Gary Trent Jr., a one-and-done at Duke, was taken in the second round and 37th overall in Thursday's NBA draft by Sacramento, then traded to Portland.
The Trail Blazers will give up two future second-rounders to the Kings for the rights to Trent, a former Apple Valley High School standout.
Trent, a 6-6 shooting guard, averaged 14.5 points per game for the Blue Devils, shooting 40.2 percent from three-point range.
The 19-year-old was a Minnesota state high school champion when he was a sophomore and the state's Gatorade Player of the Year as a junior. He decided to forgo his senior season at Apple Valley and enrolled at a California prep school, Prolific Prep in Napa, because it would better prepare him for his collegiate and professional future.

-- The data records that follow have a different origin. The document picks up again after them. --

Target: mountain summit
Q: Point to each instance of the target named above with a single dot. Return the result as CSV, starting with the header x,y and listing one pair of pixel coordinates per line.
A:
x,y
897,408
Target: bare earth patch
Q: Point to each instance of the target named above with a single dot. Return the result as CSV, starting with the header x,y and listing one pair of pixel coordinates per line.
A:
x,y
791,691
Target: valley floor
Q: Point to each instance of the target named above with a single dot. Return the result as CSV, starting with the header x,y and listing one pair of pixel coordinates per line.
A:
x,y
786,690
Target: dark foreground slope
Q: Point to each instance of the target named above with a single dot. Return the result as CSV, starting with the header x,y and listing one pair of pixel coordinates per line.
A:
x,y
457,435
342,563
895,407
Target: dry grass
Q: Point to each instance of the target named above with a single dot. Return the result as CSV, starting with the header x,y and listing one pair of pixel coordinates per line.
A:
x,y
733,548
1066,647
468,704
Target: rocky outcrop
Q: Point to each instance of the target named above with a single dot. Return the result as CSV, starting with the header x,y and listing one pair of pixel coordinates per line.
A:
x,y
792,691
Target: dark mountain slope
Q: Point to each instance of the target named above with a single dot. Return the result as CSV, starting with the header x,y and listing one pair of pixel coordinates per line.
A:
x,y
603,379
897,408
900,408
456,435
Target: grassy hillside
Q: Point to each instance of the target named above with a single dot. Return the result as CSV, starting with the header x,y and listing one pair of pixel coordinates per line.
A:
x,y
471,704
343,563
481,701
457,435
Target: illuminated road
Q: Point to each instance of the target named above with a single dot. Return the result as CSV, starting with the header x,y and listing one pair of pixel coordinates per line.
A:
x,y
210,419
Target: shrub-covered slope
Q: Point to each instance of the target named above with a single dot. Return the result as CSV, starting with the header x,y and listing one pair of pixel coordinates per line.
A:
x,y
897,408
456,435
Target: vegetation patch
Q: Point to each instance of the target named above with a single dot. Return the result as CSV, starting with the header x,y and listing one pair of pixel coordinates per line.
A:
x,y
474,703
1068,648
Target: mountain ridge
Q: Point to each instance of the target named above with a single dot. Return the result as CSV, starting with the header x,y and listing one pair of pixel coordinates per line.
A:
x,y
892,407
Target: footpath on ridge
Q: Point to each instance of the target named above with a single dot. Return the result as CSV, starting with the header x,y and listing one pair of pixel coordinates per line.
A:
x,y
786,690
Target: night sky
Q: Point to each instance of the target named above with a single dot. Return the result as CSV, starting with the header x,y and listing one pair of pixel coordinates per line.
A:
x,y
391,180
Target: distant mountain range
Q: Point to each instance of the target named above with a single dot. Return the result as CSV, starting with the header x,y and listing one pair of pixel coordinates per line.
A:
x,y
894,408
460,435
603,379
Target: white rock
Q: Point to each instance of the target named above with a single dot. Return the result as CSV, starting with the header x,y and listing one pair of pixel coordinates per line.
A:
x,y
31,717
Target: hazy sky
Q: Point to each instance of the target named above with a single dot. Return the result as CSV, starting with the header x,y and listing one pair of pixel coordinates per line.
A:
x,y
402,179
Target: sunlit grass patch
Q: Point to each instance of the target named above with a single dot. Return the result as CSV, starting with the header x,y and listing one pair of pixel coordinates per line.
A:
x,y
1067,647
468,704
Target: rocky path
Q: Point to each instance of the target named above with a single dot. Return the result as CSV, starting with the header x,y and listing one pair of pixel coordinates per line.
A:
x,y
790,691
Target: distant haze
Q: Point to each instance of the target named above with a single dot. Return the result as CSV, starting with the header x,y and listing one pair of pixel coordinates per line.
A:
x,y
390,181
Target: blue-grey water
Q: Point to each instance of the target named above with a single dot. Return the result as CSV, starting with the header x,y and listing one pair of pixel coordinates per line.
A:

The son of former Timberwolves forward Gary Trent was raised around the NBA. He was primarily a spot-up shooter on a Duke team that had three first-round picks Thursday — Marvin Bagley III (second to Sacramento), Wendell Carter Jr. (seventh to Chicago) and Grayson Allen (21st to Utah).
With two gifted fellow freshmen — Bagley and Carter — doing their work near the basket, Duke needed Trent to find the floor's open spaces and shoot. He broke J.J. Redick's freshman three-point school record by making 97, two more than Redick in 2003.
Trent is part of an Apple Valley pipeline that sent former high school teammates Tyus Jones to Durham for one championship season before him. Tre Jones, Tyus' younger brother, is headed to the Blue Devils next season.
Born nearly four years after his father was drafted 11th overall and dealt to Portland in a draft-day deal by Milwaukee in 1995, Gary Jr. grew up with a dad who coached him and with the game all around him.